In late August of 1969, I got a call from Roy Grace about a VW ad he wanted me to shoot. He faxed me the layout and I called him to discuss the details. The layout showed a double page spread with the left page showing a Beetle in a snow scene and the right page showing a Beetle in a desert scene. The headline was “We Go To Extremes”. It was later changed to “We Take You To Extremes”. Roy told me it had just been approved by VOA and he wanted to shoot it ASAP. A few days of research by my production coordinator came up dry. There was some snow on mountain peeks in the North Rockies and Alaska but no roads and the Beetle would have to be put in place by a Helicopter. Not practical and cost prohibitive. Also the desert shot would be a second location trip and would put the estimate over the top for the very stingy VOA.
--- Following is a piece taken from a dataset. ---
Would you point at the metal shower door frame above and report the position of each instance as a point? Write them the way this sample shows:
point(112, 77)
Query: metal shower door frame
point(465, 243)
Being a bit of a student of geography, I then had the bright idea to contact someone in the Southern hemisphere which was in the middle of their winter. I chose Chile because it covered about 75% of the West side of South America. They defiantly had snow and desert. I called the NY Times and got the number of the biggest paper in Santiago. I made a cold call, asking for a person who spoke English. The guy who came on the line gave me all the information I needed and some of it was a little disturbing. VW’s were not built in Chile so there was a huge import tax on them. It brought the price of a Beetle up to 10 grand and in his opinion, the only beetles in Chile were owned by German diplomats. As a result VW dealerships were as scarce as hens teeth. Roy wanted a red Beetle in the ad so I asked him if he had ever seen any red Beetles around town. His “yes” brought me to questions about snow and desert. Snow was 80 clicks North of Santiago at the ski resort of Portillo, where the German and Swiss ski teams were training and the deserts started another 250 clicks North of the snow in Antofagasta. That’s near where the Chilean miners were trapped a while ago.

I put together an estimate that was the highest VOA had ever seen for a print ad and had a conversation with Roy about the Chile/VW Beetle information I had gathered. I explained to Roy how I planned to pull off the shots including the slightly iffy plan to flag down a German diplomat on main drag of Santiago. I had put enough money in the budget to entice any self respecting frugal German diplomat to let me use their red bug for the shoot.

I had about 10 Roy Grace VW ads under my belt by then and Roy responded with a “go for it”.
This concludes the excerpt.